Practical Assessment (Network Assault Course)
Candidates are presented with a practical network assault course, where they must demonstrate that they can used the tools and techniques taught in the module to probe a given network infrastructure to gain access to information.
Candidates are permitted access to their own notes and course notes, but unsupervised access to the Internet or the use of mobile phones is not permitted.
Topics include:
- The Laws and Ethics Associated with Security Testing
- Building and Maintaining a Security Testing Device
- Fundamental Linux CLI for the Purpose of Security Testing
- Fundamental Linux Scripting for the Purposes of Security Testing
- Fundamental Python Coding for Ethical Hackers
- Fundamental Windows Operating System Commands
- Computer Networking Fundamentals
- Packet capturing for Security Testing and Ethical Hacking
- Web Application Fundamentals
- Vulnerability Analysis Fundamentals
- Testing Mobile Devices Fundamentals
- An Introduction to Testing in the Cloud.

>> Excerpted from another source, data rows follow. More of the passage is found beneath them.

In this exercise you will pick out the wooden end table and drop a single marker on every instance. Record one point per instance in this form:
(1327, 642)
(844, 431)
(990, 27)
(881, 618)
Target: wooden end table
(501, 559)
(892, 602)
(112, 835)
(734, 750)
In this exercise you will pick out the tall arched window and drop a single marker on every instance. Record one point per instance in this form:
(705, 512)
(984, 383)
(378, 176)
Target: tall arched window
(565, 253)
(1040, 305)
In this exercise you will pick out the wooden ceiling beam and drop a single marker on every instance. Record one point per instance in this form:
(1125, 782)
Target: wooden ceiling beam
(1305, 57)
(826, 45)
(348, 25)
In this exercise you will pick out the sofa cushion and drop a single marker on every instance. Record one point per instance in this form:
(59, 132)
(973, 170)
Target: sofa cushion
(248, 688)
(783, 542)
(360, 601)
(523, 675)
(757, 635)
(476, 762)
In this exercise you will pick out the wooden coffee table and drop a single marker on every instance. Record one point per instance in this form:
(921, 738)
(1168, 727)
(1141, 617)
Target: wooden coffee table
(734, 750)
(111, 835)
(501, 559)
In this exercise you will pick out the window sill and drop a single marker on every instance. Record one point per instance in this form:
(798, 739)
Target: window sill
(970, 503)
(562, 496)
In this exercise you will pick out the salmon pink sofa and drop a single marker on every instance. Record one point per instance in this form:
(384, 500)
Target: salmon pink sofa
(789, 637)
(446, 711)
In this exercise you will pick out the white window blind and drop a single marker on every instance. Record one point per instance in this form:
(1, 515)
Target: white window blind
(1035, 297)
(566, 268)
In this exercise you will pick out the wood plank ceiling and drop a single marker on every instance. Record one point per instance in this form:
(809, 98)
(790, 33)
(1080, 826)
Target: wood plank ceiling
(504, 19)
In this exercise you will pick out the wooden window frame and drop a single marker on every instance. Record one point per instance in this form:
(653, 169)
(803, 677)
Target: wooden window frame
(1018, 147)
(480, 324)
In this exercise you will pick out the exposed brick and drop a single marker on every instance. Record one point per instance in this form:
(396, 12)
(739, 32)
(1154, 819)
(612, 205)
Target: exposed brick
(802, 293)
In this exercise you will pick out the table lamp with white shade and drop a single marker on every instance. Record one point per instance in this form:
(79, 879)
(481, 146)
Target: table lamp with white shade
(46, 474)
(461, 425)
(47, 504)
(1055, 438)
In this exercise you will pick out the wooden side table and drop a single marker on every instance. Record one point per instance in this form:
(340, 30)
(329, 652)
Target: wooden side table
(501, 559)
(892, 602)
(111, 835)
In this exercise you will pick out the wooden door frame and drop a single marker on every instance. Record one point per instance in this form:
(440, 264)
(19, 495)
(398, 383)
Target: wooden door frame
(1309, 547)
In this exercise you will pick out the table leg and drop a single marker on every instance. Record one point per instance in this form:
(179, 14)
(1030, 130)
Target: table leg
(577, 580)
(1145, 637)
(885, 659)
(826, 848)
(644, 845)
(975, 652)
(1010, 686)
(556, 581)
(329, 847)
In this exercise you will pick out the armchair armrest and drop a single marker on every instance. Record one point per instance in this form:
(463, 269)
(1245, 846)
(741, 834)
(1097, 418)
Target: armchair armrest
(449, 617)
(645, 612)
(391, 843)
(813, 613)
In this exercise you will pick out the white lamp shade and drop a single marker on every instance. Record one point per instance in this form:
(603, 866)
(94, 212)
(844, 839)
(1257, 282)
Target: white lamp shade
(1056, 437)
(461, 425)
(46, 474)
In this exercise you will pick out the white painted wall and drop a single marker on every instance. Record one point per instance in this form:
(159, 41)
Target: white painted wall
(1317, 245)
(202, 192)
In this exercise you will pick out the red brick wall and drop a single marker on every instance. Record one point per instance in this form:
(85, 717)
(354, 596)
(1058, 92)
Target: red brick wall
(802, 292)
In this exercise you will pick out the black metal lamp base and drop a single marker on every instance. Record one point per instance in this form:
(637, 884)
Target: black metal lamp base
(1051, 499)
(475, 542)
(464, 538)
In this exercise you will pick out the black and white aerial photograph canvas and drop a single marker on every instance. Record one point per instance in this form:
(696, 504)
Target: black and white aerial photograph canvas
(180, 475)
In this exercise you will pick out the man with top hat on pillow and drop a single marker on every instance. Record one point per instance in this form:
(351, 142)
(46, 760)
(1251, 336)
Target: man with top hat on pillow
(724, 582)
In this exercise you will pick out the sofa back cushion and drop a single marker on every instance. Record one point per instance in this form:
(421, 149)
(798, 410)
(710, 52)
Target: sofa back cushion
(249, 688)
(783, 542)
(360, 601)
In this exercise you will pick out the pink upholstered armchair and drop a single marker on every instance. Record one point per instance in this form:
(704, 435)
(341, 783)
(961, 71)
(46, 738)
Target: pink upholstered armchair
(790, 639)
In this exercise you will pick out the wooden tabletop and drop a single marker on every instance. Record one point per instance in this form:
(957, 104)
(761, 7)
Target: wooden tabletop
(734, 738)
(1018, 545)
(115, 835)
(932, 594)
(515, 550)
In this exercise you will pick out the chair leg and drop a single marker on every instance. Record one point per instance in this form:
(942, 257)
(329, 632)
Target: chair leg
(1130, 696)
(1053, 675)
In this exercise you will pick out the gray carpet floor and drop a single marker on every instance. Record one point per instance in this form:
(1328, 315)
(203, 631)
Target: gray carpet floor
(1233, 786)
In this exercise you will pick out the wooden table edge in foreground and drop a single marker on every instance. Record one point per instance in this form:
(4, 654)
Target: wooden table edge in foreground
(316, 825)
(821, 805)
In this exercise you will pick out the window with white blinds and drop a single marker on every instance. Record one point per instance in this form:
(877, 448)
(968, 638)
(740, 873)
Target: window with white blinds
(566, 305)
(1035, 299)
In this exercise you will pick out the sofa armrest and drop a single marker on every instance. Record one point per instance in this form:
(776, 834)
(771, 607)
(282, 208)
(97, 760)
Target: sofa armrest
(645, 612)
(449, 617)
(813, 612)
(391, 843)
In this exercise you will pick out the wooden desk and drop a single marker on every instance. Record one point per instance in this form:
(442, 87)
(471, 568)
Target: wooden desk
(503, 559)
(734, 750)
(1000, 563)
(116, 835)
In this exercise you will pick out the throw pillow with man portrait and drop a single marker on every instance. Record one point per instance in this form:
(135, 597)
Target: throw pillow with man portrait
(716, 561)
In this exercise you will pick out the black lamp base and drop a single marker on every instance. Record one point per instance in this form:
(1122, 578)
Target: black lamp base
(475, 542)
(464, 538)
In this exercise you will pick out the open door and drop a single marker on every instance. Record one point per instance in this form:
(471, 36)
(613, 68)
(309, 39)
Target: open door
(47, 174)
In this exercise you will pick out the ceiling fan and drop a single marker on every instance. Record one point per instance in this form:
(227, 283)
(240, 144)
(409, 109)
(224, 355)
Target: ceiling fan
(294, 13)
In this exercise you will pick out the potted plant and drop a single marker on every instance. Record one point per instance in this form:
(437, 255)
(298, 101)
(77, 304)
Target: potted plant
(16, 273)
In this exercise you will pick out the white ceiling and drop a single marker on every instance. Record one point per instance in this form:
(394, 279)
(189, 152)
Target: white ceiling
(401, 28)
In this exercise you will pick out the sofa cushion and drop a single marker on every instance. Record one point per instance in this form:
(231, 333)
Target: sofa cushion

What you need to know about the assessment/exam
Candidates must supply your own laptop, with a security testing distro, Nessus (or some form of VA software) and a working powers supply, wired ethernet port and have admin rights to add and remove software as required. They will need to use the USB ports to copy data.
- The exam begins at 1pm – please be ready 15 minutes before the start time to get set up.
- The multiple-choice element is closed book and the practical element is open book.
- MC – 1 hour – 100 questions – answer all questions.
- Practical – 2 hours – answer all assignment questions. Use of the internet is allowed.
We do not currently wipe hard drives during this assessment, but the assessment data must be removed from your laptop at the end of the assessment.
Inclusion and Accessibility
The Cyber Scheme believe everyone should have access to a career in security testing. We are available to discuss any concerns you have and are more than happy to make reasonable adjustments for any candidate who requires them during examinations.
These reasonable adjustments are to ensure you are given an equal opportunity to demonstrate the necessary knowledge, skills and behaviours required. We recognise that not all disabilities are visible.
We have a range of reasonable adjustments we can offer depending on what difficulty you might face. If you request an adjustment which we are unable to offer, we will give you a reason why we cannot offer it. This might be because it maps to a key Knowledge, Skill or Behaviour that we have to assess against within the certification. If that is the case, we will tell you which aspect we think would not be properly assessed.
There may be background noise during an assessment. Please bring (or ask for) ear plugs / ear defenders or listen to music if background noise is likely to affect your concentration.
Mobility
Access to all of our facilities is suitable for people with mobility issues. Should any other special facilities be required please get in touch at time of booking. For some reasonable adjustments, such as access to a disabled parking space, we will need to see supporting documentation around the condition to allow us to apply for this access for you. No information will be retained or stored once the request is validated.